Der Regierungsrat streicht hervor, dass besonders in der Industrie das Bedürfnis nach schnellen Übertragungsraten steigt, beispielsweise mit Anwendungen im Bereich «Internet of Things» oder «Machine Learning». «Das Angebot der entsprechenden Breitbanddaten ist für einen zukunftsträchtigen Wohn- und Wirtschaftsstandort essenziell.» Der Kanton Uri verhalte sich aber technologieneutral: «Je nach örtlichen Gegebenheiten soll die jeweils sinnvollste Technologie zum Anschluss an das Breitbandnetz zum Einsatz kommen.»

Millimeterwellen sollen erst später kommen

Nicht zuletzt macht der Regierungsrat darauf aufmerksam, dass Bedenken, wie sie in Aufrufen und Petitionen geäussert werden, sich auf die sogenannten Millimeterwellen (Frequenzbereich 26 Gigahertz bis 300 Gigahertz) beziehen. «Diese Frequenzen wurden in der Schweiz noch gar nicht vergeben und stehen daher gegenwärtig für 5G auch nicht zur Verfügung. Ein Zeitplan, wann in der Schweiz Millimeterwellen zur Anwendung gelangen, liegt nicht vor.»

Aus all diesen Gründen empfiehlt der Regierungsrat dem Landrat, die Motion nicht erheblich zu erklären. Die Motionäre werden sich zu gegebener Zeit zur Antwort des Regierungsrates äussern.

Was würde ein 5G-Moratorium für die Schweiz bedeuten?

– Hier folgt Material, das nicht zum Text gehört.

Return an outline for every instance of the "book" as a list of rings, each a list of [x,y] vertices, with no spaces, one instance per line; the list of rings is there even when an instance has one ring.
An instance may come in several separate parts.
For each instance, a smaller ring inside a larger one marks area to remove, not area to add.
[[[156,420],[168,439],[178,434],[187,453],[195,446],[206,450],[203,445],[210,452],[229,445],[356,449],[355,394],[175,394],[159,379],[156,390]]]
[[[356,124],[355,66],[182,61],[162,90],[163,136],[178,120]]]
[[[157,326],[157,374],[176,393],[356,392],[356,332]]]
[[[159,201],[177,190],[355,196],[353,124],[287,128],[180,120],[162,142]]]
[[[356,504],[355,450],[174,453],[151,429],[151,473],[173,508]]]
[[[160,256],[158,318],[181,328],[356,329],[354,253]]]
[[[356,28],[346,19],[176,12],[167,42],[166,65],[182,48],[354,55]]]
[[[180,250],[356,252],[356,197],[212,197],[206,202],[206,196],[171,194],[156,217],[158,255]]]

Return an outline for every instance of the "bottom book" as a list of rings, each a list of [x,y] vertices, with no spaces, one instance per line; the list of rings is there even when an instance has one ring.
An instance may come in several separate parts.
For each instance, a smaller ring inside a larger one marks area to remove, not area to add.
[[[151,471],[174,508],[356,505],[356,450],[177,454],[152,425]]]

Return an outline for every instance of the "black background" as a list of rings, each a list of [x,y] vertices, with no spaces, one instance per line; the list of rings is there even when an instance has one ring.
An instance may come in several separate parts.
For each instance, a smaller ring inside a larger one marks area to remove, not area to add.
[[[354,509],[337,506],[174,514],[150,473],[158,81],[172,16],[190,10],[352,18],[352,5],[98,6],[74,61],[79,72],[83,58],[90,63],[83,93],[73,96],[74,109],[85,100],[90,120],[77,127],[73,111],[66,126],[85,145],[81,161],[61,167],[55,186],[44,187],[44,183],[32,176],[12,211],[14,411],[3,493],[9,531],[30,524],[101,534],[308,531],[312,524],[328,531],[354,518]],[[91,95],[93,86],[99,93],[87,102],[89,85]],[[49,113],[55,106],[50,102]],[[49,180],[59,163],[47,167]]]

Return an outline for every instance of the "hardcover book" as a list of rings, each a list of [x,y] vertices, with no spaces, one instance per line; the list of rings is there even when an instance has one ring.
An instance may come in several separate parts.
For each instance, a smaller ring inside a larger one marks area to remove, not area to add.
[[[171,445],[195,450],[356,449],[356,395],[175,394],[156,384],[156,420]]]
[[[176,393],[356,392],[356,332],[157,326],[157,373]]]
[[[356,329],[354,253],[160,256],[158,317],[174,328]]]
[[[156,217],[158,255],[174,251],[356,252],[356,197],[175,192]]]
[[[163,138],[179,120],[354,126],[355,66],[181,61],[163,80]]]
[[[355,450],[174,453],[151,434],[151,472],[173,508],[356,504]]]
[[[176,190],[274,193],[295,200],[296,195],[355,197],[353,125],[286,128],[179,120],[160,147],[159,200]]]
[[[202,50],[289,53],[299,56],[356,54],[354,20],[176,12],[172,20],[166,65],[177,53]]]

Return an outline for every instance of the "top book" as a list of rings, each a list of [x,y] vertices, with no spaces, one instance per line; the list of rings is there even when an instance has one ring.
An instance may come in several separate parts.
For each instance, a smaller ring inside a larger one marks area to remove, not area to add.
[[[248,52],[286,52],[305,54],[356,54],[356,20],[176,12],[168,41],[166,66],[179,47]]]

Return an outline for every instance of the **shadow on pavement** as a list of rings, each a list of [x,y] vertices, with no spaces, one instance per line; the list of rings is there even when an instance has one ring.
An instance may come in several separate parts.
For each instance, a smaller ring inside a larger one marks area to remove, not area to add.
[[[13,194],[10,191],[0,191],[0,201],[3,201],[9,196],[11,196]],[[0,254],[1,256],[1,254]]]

Statement von Avenir Suisse vom 6. März

Die Coronaviruspandemie hat einen Digitalisierungsschub ausgelöst und damit die Kommunikationsnetze an ihre Belastungsgrenzen gebracht. Die Situation unterstreicht die Bedeutung einer leistungsfähigen Telekom-Infrastruktur. Gleichzeitig ist die Modernisierung mit dem neuen Mobilfunkstandard 5G verschiedenen Bürgerbewegungen und Politikern weiterhin ein Dorn im Auge. Neben drastischen Einschränkungen des Mobilfunks wird teilweise sogar ein landesweites 5G-Moratorium gefordert.

Aus Sicht von Avenir Suisse besteht Handlungsbedarf in drei Bereichen: Der Bund darf sich nicht länger vor seiner Verantwortung drücken. Die Frequenzen für 5G wurden versteigert, nun sollen auch die dafür notwendigen technischen Rahmenbedingungsanpassungen vorgenommen werden.

Zweitens: Wissenschaft und Wirtschaft sind gefordert, denn die Telekom-Infrastruktur ist nicht erst seit dem Ausbruch von Corona von zentraler Bedeutung für die Zukunft des Landes. Dem wissenschaftsfeindlichen Narrativ gilt es daher entschiedener entgegenzutreten.

Drittens gilt es, die Aufgabenteilung zwischen Bund, Kantonen und Gemeinden zu respektieren. Die Federführung bei der Mobilfunkinfrastruktur liegt klar beim Bund und sollte nicht durch lokale Alleingänge in Frage gestellt werden.